Recovery point objective (RPO) is the amount of data that your company determined that a recovery can acceptably lose. RPO should be a non-arbitrary value based on the cost of replacing said data. If you can easily recreate any data in your system using manual purchase orders, for instance, you can afford to lose large segments of it because you can easily replace it. If, however, your ordering system is driven directly by a web interface that has no manual backup, every minute of lost data could result in lost orders. Since many companies now have front facing systems like this, RPOs of only a few minutes are becoming quite common.
Getting Back To Reality
The question at hand, however, is what is your recovery reality? Suppose your company has deemed your application has an RTO and RPO of one hour. That means that you should completely recover the application within one hour, and you should lose no more than one hour of data. Is your recovery system able to satisfy such an RTO? What is the actual recovery time? That is your RTR. Are you able to restore all but one hours worth of data? This basically comes down to how often you are backing up. If you are backing up once a day, then your RPR is going to be at least 24 hours. If you’re taking a snapshot once an hour, your RPR is one hour. If you’re using continuous data protection, your RPR can be effectively zero.
Unfortunately, many people operate in a world where both their RTR/RPR and RTO/RPO are unknown. My colleague George Crump calls this Mutual Mystification and wrote about it in a recent blog, “Is Mutual Mystification Part of your Disaster Recovery Plan?” Essentially the organization has not come to an agreement as to how fast an application should be recovered and how much data can be lost, and they have no idea how long their system will actually take to restore a system or how much data will be lost. If either of these values are unknown in your environment, take the time to fix that.
Ending Mutual Mystification
The reason it is is so important to clear up the mystification is that mismatched expectations are the surest way to have an unhappy customer and it may even kill the business. If you have an undefined RTO/RPO, you can be assured that the RTO and RPO in the customer’s mind will be significantly smaller than what you had in mind. And if you have an unknown RPR and RTR, you can almost guarantee that it will not match the agreed upon RTO and RPO.
Determine RTR and RPR FIRST
Before working with the business to define RTO and RPO, you should know your RTR and RPR first.

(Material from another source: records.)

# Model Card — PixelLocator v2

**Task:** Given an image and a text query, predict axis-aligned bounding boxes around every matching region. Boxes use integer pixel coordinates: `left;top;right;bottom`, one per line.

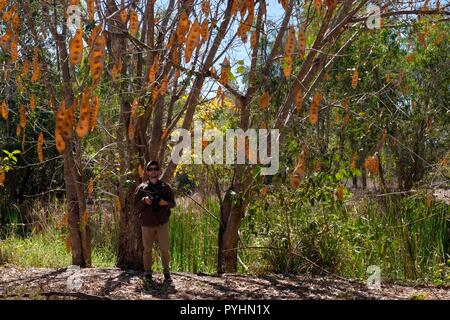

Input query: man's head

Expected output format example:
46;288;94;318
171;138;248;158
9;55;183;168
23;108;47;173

145;160;159;179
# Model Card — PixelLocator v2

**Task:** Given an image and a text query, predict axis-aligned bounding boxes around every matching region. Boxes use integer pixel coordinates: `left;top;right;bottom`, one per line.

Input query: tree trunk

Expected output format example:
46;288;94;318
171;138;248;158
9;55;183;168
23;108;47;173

117;188;143;270
64;147;91;267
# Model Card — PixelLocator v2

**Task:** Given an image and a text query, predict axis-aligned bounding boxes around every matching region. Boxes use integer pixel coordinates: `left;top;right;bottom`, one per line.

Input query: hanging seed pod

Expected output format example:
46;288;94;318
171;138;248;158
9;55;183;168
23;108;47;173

352;69;358;89
37;132;44;162
336;184;345;202
88;178;94;194
0;167;5;187
75;90;91;139
200;19;209;43
425;193;433;208
138;163;144;179
87;0;95;22
88;28;106;82
31;48;41;83
219;58;230;86
298;26;306;59
148;63;157;86
350;153;359;169
55;100;66;154
66;235;72;253
22;60;30;77
284;26;295;57
159;75;167;97
19;106;27;129
128;98;139;141
30;95;36;111
314;0;322;11
120;0;128;24
176;11;190;44
295;88;303;113
12;13;20;33
0;101;9;121
2;3;17;23
259;90;270;109
89;96;100;132
325;0;337;9
291;145;307;188
69;28;84;65
202;0;210;16
161;128;169;141
130;9;139;37
309;92;322;126
184;19;200;63
9;37;19;61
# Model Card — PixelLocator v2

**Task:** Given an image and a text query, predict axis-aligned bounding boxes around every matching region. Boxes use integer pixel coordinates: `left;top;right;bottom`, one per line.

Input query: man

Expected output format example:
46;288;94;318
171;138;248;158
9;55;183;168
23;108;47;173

134;161;175;283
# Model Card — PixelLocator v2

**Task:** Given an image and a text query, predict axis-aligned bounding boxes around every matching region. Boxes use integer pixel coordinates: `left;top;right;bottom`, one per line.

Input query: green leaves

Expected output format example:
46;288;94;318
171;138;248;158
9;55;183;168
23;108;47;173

0;150;20;172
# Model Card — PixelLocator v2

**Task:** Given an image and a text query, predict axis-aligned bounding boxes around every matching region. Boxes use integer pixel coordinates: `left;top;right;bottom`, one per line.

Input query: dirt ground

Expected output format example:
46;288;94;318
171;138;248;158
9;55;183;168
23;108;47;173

0;265;450;300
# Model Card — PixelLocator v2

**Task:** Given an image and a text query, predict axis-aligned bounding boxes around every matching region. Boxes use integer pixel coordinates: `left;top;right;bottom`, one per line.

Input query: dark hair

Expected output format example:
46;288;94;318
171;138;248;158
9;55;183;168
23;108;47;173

145;160;159;170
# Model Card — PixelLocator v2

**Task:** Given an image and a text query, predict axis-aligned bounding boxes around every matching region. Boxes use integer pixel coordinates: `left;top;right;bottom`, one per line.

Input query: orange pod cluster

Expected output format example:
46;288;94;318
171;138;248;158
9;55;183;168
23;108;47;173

89;26;106;82
69;28;84;65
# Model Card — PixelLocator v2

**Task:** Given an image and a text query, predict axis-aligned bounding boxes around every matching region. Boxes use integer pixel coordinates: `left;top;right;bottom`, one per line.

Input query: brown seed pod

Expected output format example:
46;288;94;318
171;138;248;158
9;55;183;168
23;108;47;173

30;95;36;111
37;132;44;162
298;26;306;59
352;69;358;89
88;28;106;82
176;11;190;44
88;178;94;194
3;3;17;22
31;48;41;83
219;58;230;86
75;90;91;138
184;19;201;63
19;106;27;129
200;19;209;43
250;30;258;50
69;28;84;65
128;98;139;141
202;0;210;16
22;60;30;77
309;91;322;126
0;28;12;47
12;13;21;33
89;96;100;132
295;88;303;113
9;37;19;61
87;0;95;22
284;26;295;57
159;75;167;96
0;101;9;121
120;0;128;24
336;184;345;202
259;90;270;109
130;9;139;36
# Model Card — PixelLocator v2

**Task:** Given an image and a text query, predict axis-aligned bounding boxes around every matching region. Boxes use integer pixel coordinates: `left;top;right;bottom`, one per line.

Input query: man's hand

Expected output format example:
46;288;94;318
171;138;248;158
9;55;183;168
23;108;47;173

158;199;169;206
142;197;152;206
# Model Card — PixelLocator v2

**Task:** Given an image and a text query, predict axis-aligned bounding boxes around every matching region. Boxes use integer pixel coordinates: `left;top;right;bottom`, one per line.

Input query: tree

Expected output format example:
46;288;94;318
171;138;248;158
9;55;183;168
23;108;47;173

0;0;448;273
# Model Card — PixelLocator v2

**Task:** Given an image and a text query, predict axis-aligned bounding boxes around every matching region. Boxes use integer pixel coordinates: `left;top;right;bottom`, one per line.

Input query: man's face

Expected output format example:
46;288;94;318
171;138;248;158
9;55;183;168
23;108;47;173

147;165;159;178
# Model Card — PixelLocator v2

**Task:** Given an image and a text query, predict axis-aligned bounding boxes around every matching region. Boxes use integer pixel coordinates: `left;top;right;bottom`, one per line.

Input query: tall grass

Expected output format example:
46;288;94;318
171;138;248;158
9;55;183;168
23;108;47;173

0;194;450;284
237;191;450;284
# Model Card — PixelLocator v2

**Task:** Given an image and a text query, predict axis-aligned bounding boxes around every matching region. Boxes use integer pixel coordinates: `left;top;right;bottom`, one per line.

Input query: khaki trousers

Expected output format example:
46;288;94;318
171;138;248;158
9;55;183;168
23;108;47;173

141;223;170;273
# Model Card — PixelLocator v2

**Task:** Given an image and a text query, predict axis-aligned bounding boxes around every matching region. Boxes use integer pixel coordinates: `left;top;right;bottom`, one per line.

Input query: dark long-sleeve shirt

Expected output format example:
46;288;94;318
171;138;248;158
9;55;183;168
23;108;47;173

134;180;176;227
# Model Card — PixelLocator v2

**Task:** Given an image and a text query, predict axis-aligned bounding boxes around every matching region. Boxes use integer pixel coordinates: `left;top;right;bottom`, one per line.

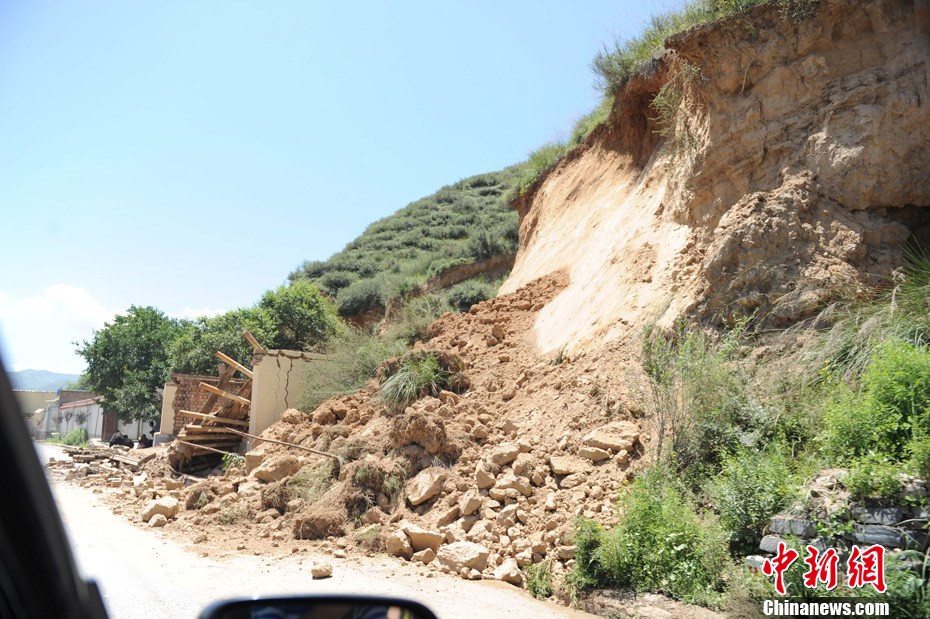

To establish these parameters, you need to do test recoveries with your current backup and recovery system in order to know how quickly it can recover an application and how much data you will lose. Only then will you know your RTR and RPR, and only then can you address any discrepancies between these values and your RTO and RPO. Better to know now than to find out during a recovery.
I say this because I suffered this very same problem years ago when I began my career. I had a fancy new backup system that I knew was so much better than the old system. I didn’t test how long a restore would take until we lost a major file system. The first time I figured out how well the new system would perform was when I fired it in anger at that file system. It didn’t go well. It was a horrible day and resulted in weeks and months of meetings that I could’ve avoided if I had only done one thing: Test.
Knowledge is power. You must know your RPR and RTR, and the only way to know them is to test recoveries using your current backup and recovery system. Once you discover any discrepancies between your RPR and RTR and the objectives that have been set for your system, you can proactively solve the problem. Or you can wait until the defecation hits the rotary oscillator.